3. Kwantyfikacja neutralizacji
- Umieść płytkę studzienkową w obszarze skanowania skanera płaskiego, jak pokazano na rysunku 2a. Użyj limitu pozycji w kształcie litery L, aby zapewnić optymalną i powtarzalną lokalizację obrazowania.
nuta: Możliwe jest zobrazowanie dwóch płytek dołkowych podczas jednego skanowania.
- Zeskanuj płytę.
- Uruchom oprogramowanie "Wellplate Reader", aby obliczyć wymagane miana wirusa (ryc. 3).
- Kliknij przycisk "Załaduj obraz", aby załadować obraz. Przesuń czerwony pasek w polu "Próg globalny", aby dostosować próg próbkowania. Kliknij przycisk "Aktualizuj", aby sprawdzić efekt.
- Zaznacz pole "Oblicz neutralizację/miareczkowanie". Kliknij przycisk "Pobieranie próbek", aby określić ilościowo ICP. Kliknij przycisk "Zapisz", aby zapisać wyniki próbkowania, gdy zostaniesz o to poproszony.
nuta: Po zakończeniu procesu pobierania próbek, jeśli zaznaczone jest pole "Oblicz neutralizację/miareczkowanie", automatycznie pojawia się nowe okno o nazwie "Obliczanie neutralizacji i miareczkowania".

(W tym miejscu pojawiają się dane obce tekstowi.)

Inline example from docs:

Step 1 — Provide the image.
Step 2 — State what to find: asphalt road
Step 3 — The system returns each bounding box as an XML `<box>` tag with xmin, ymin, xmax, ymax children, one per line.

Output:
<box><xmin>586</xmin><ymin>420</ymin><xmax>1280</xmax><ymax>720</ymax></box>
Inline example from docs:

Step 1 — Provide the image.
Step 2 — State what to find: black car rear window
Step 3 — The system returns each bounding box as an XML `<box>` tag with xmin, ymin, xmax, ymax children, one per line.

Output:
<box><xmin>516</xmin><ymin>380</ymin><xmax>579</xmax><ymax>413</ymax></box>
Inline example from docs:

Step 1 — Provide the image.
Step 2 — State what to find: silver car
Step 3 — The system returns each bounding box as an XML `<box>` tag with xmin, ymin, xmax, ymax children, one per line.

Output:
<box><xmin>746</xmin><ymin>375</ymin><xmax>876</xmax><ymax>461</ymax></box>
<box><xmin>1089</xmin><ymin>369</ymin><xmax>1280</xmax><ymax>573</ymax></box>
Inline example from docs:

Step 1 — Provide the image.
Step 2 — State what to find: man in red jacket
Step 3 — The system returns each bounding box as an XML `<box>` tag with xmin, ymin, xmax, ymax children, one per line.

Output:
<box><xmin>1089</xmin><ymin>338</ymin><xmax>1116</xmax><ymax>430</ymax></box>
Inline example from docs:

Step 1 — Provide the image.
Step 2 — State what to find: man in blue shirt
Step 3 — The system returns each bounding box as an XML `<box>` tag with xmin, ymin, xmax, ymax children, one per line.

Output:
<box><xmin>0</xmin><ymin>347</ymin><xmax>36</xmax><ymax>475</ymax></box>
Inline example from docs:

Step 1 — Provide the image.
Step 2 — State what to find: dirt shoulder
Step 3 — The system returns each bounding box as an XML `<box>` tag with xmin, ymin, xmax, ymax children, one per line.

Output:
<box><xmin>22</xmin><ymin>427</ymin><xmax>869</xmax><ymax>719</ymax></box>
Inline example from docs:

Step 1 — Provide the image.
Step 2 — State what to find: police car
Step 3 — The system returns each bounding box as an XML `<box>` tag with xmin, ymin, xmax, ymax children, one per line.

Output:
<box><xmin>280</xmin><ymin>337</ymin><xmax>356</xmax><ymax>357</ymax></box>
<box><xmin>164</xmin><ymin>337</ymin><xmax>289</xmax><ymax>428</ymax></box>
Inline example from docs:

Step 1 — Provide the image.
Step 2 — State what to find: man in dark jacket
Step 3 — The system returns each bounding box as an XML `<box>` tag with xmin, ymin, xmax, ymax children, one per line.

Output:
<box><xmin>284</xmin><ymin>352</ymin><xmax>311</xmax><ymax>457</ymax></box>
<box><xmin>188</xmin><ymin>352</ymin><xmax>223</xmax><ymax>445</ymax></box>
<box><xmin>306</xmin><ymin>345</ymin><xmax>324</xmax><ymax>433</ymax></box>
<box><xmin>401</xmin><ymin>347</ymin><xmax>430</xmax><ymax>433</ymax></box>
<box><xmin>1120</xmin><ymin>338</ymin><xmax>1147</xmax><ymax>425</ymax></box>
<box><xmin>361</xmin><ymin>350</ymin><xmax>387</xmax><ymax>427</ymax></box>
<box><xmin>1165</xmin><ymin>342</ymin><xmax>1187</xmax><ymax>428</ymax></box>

- Załaduj lub wprowadź mapę płyty wiertniczej. Wskaż próg (np. 50%) w polu "Neutralizacja: Odliczenie infekcji (%)".
- Wybierz "Proces neutralizacji", aby obliczyć miana. Sprawdź miana i kliknij przycisk "Zapisz i zamknij", aby zapisać wyniki neutralizacji.
nuta: Neutralizację podaje się jako odwrotność największego rozcieńczenia surowicy z predefiniowaną redukcją ICP (taką jak 50% lub 80%) w stosunku do VC (średnia z kolumny 11 na rysunku 4). W reprezentatywnych wynikach zastosowano 50% redukcję ICP.